Yoon Kyung-won, a Seoul-based mother with two children aged nine and six, says that while she began using make-up in high school, she draws the line at younger than middle school.
“Until middle school, I don’t want my kids wearing make-up, but if all their friends are doing it, it might be tough to avoid … When I was a high school student, [cosmetics brand] Etude House had just launched and it was the first brand for high schoolers and teens. Me and my friends bought their powder to ‘brighten’ up our faces.”
In Korea, while girls generally enjoy experimenting with make-up, a lot of parents and schools frown upon it, Yoon says.
“These days, lots of high school students do their eye make-up and eyebrows … My daughter’s cousin is 14 and she’s doing her eye make-up, lip colour and hair … She spends a lot of time trying to make herself prettier … but lots of mothers don’t like when their children do this because they worry that once they care about appearance, they won’t do their homework.”
Yoon adds that children in South Korea also internalize the images they see on social media, and assume the perfect, photoshopped models are the physical-standards against which everyone is measure. “When I was in high school, some of my friends got plastic surgery as young as age 16. They got their eyes and nose done! At the time, [I felt jealous] and wanted to become prettier too … after surgery my friends seemed more happy and confident.”
Alexa Bui, a Hong Kong-based make-up artist and mother of two, says she was allowed to experiment with cosmetics from a young age. “I was allowed to [apply] lipstick and paint my toes as a child but I was never allowed to leave the home with them on until I was in high school, and I feel like that’s a fair house rule for us,” she says.
Bui says children can experiment with self-expression via make-up, though this should be limited to certain items only. “For middle school children, I think it’s fun to play around with lipgloss and nail polish. [But] I personally draw the line at foundation because at that age their skin is still baby soft and perfect, so why would you cover it?”

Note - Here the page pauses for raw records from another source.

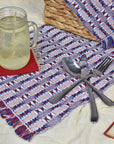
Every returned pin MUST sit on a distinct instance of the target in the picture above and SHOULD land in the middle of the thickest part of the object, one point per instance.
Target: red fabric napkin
(30, 67)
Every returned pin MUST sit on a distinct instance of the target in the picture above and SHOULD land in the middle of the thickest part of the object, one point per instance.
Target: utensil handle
(105, 99)
(64, 92)
(94, 111)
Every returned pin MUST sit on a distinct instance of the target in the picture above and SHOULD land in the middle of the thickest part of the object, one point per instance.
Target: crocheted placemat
(24, 98)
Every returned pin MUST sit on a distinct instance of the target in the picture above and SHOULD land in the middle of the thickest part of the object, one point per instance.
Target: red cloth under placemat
(30, 67)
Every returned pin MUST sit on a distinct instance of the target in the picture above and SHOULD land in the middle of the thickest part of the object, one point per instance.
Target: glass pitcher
(15, 38)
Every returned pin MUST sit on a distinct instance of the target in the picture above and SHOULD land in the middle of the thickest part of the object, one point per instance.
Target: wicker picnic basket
(57, 14)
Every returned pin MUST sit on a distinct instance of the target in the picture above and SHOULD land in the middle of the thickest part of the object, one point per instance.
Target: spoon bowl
(71, 67)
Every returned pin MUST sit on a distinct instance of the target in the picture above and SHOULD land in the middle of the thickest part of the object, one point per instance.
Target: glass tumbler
(15, 38)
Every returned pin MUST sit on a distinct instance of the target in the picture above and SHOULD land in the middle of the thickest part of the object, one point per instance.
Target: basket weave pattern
(57, 14)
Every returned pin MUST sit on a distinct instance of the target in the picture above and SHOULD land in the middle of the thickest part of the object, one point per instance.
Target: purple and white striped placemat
(98, 18)
(24, 98)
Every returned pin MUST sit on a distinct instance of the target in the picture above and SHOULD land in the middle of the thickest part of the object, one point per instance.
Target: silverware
(96, 72)
(84, 71)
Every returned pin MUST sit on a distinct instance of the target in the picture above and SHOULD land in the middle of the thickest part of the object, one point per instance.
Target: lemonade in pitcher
(14, 43)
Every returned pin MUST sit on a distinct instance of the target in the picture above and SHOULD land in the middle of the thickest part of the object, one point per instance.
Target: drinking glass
(15, 38)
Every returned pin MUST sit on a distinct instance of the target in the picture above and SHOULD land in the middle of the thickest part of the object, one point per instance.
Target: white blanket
(76, 128)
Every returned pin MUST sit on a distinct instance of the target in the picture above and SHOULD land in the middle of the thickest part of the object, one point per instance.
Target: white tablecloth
(76, 128)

Ultimately, Bui says, parents should be free to decide what is best for their children, as long as it doesn’t have any long-term negative effects.

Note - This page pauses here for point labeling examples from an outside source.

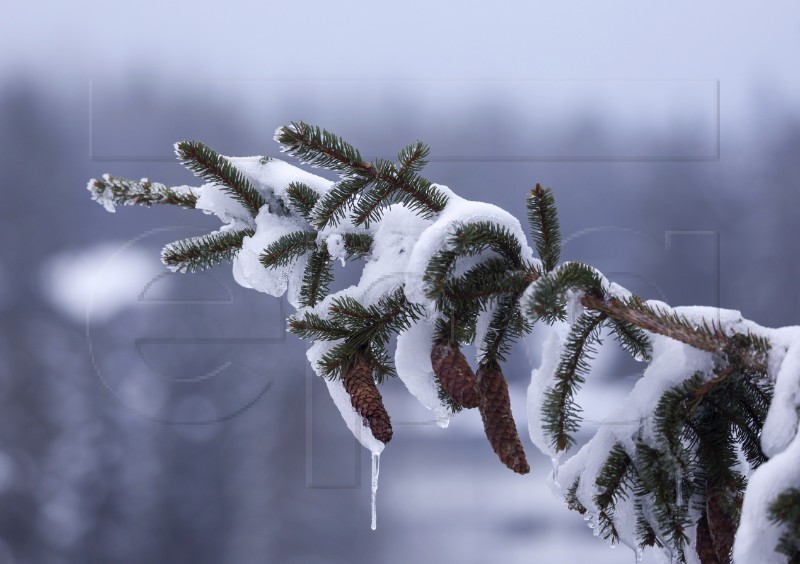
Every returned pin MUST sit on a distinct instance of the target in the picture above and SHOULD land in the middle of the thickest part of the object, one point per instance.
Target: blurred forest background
(152, 417)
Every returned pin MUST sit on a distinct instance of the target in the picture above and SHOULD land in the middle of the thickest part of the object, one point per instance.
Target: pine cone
(498, 423)
(721, 521)
(366, 399)
(455, 375)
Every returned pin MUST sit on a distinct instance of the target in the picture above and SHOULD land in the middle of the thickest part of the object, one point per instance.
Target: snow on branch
(708, 468)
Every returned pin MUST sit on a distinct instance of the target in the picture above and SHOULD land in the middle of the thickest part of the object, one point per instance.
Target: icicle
(442, 421)
(376, 468)
(554, 462)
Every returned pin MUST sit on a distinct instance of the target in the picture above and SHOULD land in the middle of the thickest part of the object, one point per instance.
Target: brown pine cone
(498, 423)
(366, 399)
(721, 521)
(455, 375)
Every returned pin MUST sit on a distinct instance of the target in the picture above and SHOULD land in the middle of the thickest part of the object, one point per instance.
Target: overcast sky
(750, 48)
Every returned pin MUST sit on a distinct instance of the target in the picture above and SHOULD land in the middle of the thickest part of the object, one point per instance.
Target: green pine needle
(632, 339)
(317, 277)
(545, 229)
(318, 147)
(302, 198)
(614, 484)
(560, 413)
(204, 252)
(288, 248)
(213, 167)
(124, 192)
(784, 511)
(546, 299)
(357, 245)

“I got my first perm at the age of six, so maybe that’s why [I think that]!” Bui says. “That being said, my kids won’t be getting their hair permed or permanently coloured until they reach double digits, but a little bit of hair chalk that washes out never hurt anyone if it’s during the school holidays. To me, their appearance is not the be-all and end-all, but simply another part of them.”
How do you combat group-think of “pretty” = success + happiness?
Reflecting the country’s position as one of the world’s top beauty and plastic-surgery hubs, South Korean society is accustomed to the immense cultural pressure to be physically attractive. It is a country where beauty is viewed as proof of one’s financial success, and thought to be part of the requisite formula for achieving happiness.
Similar trends also exist in China, where HALF of the cosmetic-surgery market is made up of patients still in junior high school or college, according to a 2017 report published by Global Times.
In Korea, Yoon says these standards are imposed from an early age. “Even though my daughter is only in the second grade, some of her friends will turn to her and say, ‘You’re so pretty, I wish I had a thinner face [like you].’”
In the end, every child is fascinated by how their parents behave.
It makes total sense that children who see their parents obsessing over appearance, will also obsess over appearance. This is a vicious cycle that shows no sign of stopping. Although a wonderful thing for plastic surgeons and cosmetic companies, this seems inescapably damaging to the current crop of Korean humans. On the one hand, if little changes here and there make someone feel better about themselves, great! But appearance should never be so important that a person bases their entire self-worth on how they look.